Egypt, one of the most significant players in the Arab Spring movement, experienced a popular uprising (the media never seems to find an "unpopular" uprising, do they?) in 2011. I have to say it seems longer ago than that! But the origins of that uprising were bedded in a desire to get rid of Hosni Mubarak's extended and corrupt leadership rather than a deliberate attempt to enter into a democratic process. It was a move welcomed particularly by Western interests who were overjoyed at the prospect of another democracy being established but I was publicly wary, concerned that the country was not really ready for democracy. There were too many "factions" involved with differing interests that were more concerned about self-preservation than the good of the country. And by the way, I must quote a phrase I heard yesterday at a Conference I am attending, which went along the lines of "just because you have a vote, doesn't mean you live in a democracy"! Quite!
But back to Egypt.
The election of President Morsi was an indication that a country that had generally accepted, but didn't always truly practice secularity, (ask the Coptic Christians for a start) was electing someone who though outwardly moderate was nevertheless more fundamentalist than many people would have preferred. I suggested in a Blog at the time that perhaps the new President was nevertheless deserving of a chance - and he was at least more open than Mubarak. But three months into his Presidency, Morsi was beginning to look more and more like Mubarak. He wanted to create a cocoon round himself and his cronies that could have put him in perpetual power. Oh dear! And not surprisingly, it was unacceptable to many of the people who put him in power, although this point seems to have been lost on the West.
After a period of self-restraint, and I do not condone military intervention in national domestic disputes - most of the time - the army intervened and with promises of early elections, some form of stability was restored. But we should remain cautious of the "what next" scenarios. Fresh elections are likely to be fought on largely religious lines as opposed to economic, social and political concerns, and the outcome as well as the future will continue to be uncertain. In other words, don't expect real democracy in the short to medium term because I fear you will be disappointed.
The other issue is, of course, Syria.
I was, and remain, disgusted by the Assad dynastic dictatorship and wished for nothing more than a swift resolution by the Arab League. This is not a Western dispute. We all hoped for the overthrow of that regime with a return of power to the Syrian people - despite the fact that once again we are unlikely to see a true democratic process. That said, it may be more manageable in Syria than for Egypt, where the population is four times greater than that of Syria. But I fear it is too late.
If Western forces attack Syria, what would they hope to achieve? And for many reasons I applaud the British Parliament's decision not to support Cameron's initiative at this time. And if America wants to sulk about that decision, it's up to them. Lest we forget, it was based on lies and flawed information that both countries attacked Iraq - right outcome of course, but undertaken for the wrong justification - and how has Iraq benefitted from that action?
If Western, or any, forces attack Syria today and oust Assad what will be left behind? A bunch of factions, mostly hostile to the West, and no longer representative of the Syrian people.

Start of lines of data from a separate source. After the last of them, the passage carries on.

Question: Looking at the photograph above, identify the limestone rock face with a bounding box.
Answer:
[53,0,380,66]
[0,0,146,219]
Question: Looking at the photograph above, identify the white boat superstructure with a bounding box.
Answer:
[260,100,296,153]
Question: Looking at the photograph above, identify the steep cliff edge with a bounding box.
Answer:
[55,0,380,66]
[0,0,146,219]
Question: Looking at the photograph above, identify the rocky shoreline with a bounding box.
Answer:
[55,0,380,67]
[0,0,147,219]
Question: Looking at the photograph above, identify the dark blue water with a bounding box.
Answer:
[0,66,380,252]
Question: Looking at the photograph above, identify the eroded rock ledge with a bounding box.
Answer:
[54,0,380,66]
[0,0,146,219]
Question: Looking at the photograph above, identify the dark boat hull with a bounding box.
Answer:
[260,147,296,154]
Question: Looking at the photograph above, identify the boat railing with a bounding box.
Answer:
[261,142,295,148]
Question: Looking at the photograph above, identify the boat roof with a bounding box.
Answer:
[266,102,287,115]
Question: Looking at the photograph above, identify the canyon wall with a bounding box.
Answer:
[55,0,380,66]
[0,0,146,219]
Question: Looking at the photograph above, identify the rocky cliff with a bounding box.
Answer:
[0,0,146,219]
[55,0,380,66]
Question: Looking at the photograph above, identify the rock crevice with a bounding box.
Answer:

It's not a great solution for the future.
And as for the rationale now for an attack - was gas used in Syria? Certainly - but are we absolutely certain who used it? I make no excuses for either side in the use of gas, whoever used it, but unlike what happened in Iraq - if an attack is to be made on Syria, or more specifically on the dreadful Assad regime, we must be sure we have it right this time, and given the delays so far is another week really going to make a dramatic difference?
Is there any possible good news out there? Watch Iran very carefully!